A benchmark of expert-level academic questions to assess AI capabilities

A student in dark clothing leans over a desk inside a wooden-framed window or booth area, focused on reading or writing documents spread before them, with curtains visible in the background.
Image Credit: Photo by Yanhao Fang on Unsplash (SourceLicense)

About This Article

This is an AI-generated summary of a research paper. The original authors did not write or review this article. See full disclosure ↓

Nature·2026-01-28·View original paper →

Overview

Large language models have rapidly achieved high performance on existing benchmarks, with accuracy exceeding 90% on widely-used assessments such as Measuring Massive Multitask Language Understanding.
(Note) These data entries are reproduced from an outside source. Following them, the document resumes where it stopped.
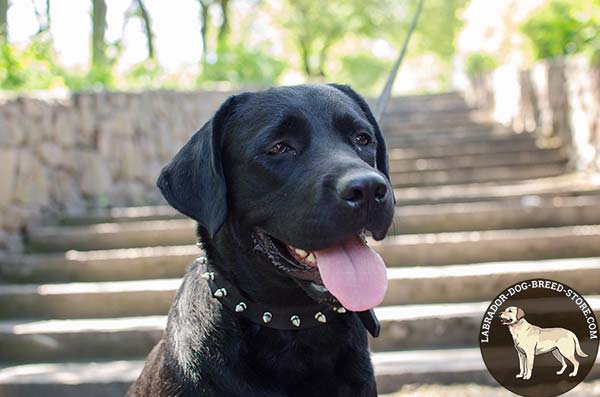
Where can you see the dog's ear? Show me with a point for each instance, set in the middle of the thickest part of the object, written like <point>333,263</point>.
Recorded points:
<point>193,181</point>
<point>381,156</point>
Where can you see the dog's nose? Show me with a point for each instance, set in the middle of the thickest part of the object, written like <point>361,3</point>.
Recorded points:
<point>361,188</point>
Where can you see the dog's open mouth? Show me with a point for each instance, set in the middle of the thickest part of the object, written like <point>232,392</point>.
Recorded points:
<point>350,273</point>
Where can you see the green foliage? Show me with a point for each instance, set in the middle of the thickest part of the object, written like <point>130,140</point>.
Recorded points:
<point>29,68</point>
<point>146,74</point>
<point>437,29</point>
<point>563,27</point>
<point>479,63</point>
<point>364,72</point>
<point>240,64</point>
<point>315,27</point>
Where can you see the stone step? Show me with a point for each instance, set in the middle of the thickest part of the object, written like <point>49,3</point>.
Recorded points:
<point>474,175</point>
<point>123,214</point>
<point>398,250</point>
<point>437,108</point>
<point>112,235</point>
<point>410,285</point>
<point>417,119</point>
<point>393,370</point>
<point>482,281</point>
<point>467,149</point>
<point>520,212</point>
<point>458,163</point>
<point>560,186</point>
<point>457,139</point>
<point>406,327</point>
<point>101,265</point>
<point>401,134</point>
<point>490,245</point>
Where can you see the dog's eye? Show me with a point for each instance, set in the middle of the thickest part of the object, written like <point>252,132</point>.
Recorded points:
<point>279,148</point>
<point>362,139</point>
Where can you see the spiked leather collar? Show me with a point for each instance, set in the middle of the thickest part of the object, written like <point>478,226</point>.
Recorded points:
<point>283,318</point>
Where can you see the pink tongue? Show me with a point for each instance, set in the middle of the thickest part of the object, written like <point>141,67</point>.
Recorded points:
<point>354,274</point>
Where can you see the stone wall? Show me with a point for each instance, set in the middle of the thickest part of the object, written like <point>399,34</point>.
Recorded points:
<point>557,99</point>
<point>62,156</point>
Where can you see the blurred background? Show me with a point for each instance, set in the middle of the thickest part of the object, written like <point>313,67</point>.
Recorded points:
<point>493,130</point>
<point>191,44</point>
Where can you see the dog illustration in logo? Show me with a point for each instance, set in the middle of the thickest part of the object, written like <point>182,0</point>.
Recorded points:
<point>531,340</point>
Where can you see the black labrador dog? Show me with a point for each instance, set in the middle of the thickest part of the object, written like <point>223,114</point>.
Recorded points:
<point>284,184</point>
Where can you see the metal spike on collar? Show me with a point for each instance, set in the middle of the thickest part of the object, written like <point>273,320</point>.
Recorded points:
<point>320,317</point>
<point>208,276</point>
<point>295,320</point>
<point>267,316</point>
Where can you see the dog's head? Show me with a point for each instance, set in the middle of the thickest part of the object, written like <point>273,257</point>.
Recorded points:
<point>303,172</point>
<point>511,315</point>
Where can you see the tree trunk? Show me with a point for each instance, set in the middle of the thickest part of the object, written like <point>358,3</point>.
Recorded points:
<point>48,17</point>
<point>98,32</point>
<point>147,28</point>
<point>305,54</point>
<point>224,28</point>
<point>204,19</point>
<point>3,22</point>
<point>43,19</point>
<point>323,57</point>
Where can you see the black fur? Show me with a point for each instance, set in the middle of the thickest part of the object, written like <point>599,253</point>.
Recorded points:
<point>225,179</point>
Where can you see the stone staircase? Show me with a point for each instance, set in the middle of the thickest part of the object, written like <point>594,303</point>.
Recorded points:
<point>479,208</point>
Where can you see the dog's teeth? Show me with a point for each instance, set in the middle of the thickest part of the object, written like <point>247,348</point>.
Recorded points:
<point>320,317</point>
<point>295,320</point>
<point>267,317</point>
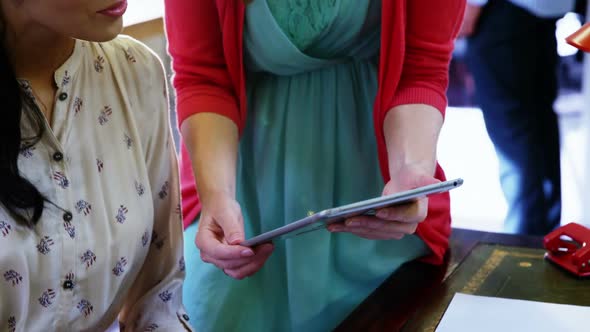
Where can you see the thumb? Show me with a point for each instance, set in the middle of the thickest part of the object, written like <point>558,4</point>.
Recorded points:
<point>424,180</point>
<point>232,224</point>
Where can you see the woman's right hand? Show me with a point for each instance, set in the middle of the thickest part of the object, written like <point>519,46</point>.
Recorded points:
<point>221,230</point>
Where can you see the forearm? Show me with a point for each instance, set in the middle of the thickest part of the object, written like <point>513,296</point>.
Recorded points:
<point>212,142</point>
<point>411,136</point>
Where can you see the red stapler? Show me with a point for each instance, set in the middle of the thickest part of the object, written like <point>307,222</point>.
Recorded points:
<point>569,247</point>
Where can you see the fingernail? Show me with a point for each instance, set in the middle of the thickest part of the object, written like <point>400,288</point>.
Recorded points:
<point>235,239</point>
<point>335,228</point>
<point>247,253</point>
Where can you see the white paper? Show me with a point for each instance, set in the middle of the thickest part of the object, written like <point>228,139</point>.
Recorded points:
<point>491,314</point>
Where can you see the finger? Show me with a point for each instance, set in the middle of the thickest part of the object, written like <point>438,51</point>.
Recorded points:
<point>209,244</point>
<point>247,270</point>
<point>225,264</point>
<point>379,225</point>
<point>232,225</point>
<point>412,213</point>
<point>372,234</point>
<point>236,263</point>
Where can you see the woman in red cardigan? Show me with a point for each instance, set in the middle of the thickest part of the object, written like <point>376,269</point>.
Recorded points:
<point>292,106</point>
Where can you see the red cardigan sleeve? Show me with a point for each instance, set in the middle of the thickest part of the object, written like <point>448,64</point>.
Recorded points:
<point>195,43</point>
<point>431,29</point>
This saturation limits the capacity to differentiate between state-of-the-art systems and measure continued progress in LLM capabilities. To address this limitation, researchers developed Humanity's Last Exam (HLE), a multi-modal benchmark positioned at the frontier of human knowledge and designed to evaluate expert-level academic competence across a broad range of disciplines. The benchmark comprises 2,500 questions spanning dozens of subjects including mathematics, humanities, and natural sciences. Each question features unambiguous solutions that are verifiable but not readily obtainable through simple internet retrieval, establishing a higher bar for assessment than previous benchmarks.

Methods and approach

HLE was developed through a global collaboration involving subject-matter experts who contributed questions across multiple academic domains. The benchmark employs both multiple-choice and short-answer question formats, all designed to be suitable for automated grading while maintaining expert-level difficulty. Questions were constructed to have known, unambiguous solutions that can be easily verified but require deep domain expertise rather than information retrieval. The Center for AI Safety and Scale AI consortia jointly designed the dataset premise and pipeline, operated the data collection platform, and provided funding and inference infrastructure for LLMs. The HLE Contributors Consortium comprised experts who submitted questions, contributed to dataset refinement, and assisted with evaluations. The benchmark was structured to ensure questions operate at the frontier of human knowledge while remaining closed-ended and objectively gradable.

Results

State-of-the-art LLMs demonstrated low accuracy on HLE, revealing a substantial gap between current model capabilities and expert human performance on closed-ended academic questions. The models also exhibited poor calibration on the benchmark, indicating limitations not only in raw performance but also in confidence estimation. These results contrast sharply with the high accuracy rates achieved on existing popular benchmarks, confirming that HLE successfully establishes a more challenging evaluation standard. The low performance across multiple state-of-the-art systems suggests that current LLM architectures and training approaches have not yet reached expert-level competence on specialized academic knowledge, despite their strong performance on broader, less demanding assessments.

Implications

The introduction of HLE addresses a critical gap in AI evaluation by providing a benchmark that can meaningfully differentiate between state-of-the-art systems and track progress toward expert-level capabilities. The marked performance gap identified between current LLMs and the expert human frontier on closed-ended academic questions has implications for both research direction and policy formulation. By establishing a higher difficulty threshold, HLE enables more informed measurement of genuine advances in LLM capabilities rather than incremental improvements on saturated benchmarks. The public release of the benchmark supports ongoing research efforts to develop more capable AI systems and provides policymakers with clearer metrics for understanding the current state and limitations of LLM technology. The benchmark's design principles—emphasizing verifiable solutions at the frontier of human knowledge—may inform future evaluation methodologies as AI capabilities continue to evolve.

Disclosure

  • Research title: A benchmark of expert-level academic questions to assess AI capabilities
  • Authors: Long Phan, Alice Gatti, Nathaniel Li, Adam Khoja, Ryan Kim, Richard Ren, Jason Hausenloy, Paul Vicol, Mantas Mazeika, Dan Hendrycks, Scale AI, Ziwen Han
  • Publication date: 2026-01-28
  • DOI: https://doi.org/10.1038/s41586-025-09962-4
  • OpenAlex record: View
  • PDF: Download
  • Image credit: Photo by Yanhao Fang on Unsplash (SourceLicense)
  • Disclosure: This post was generated by artificial intelligence. The original authors did not write or review this post.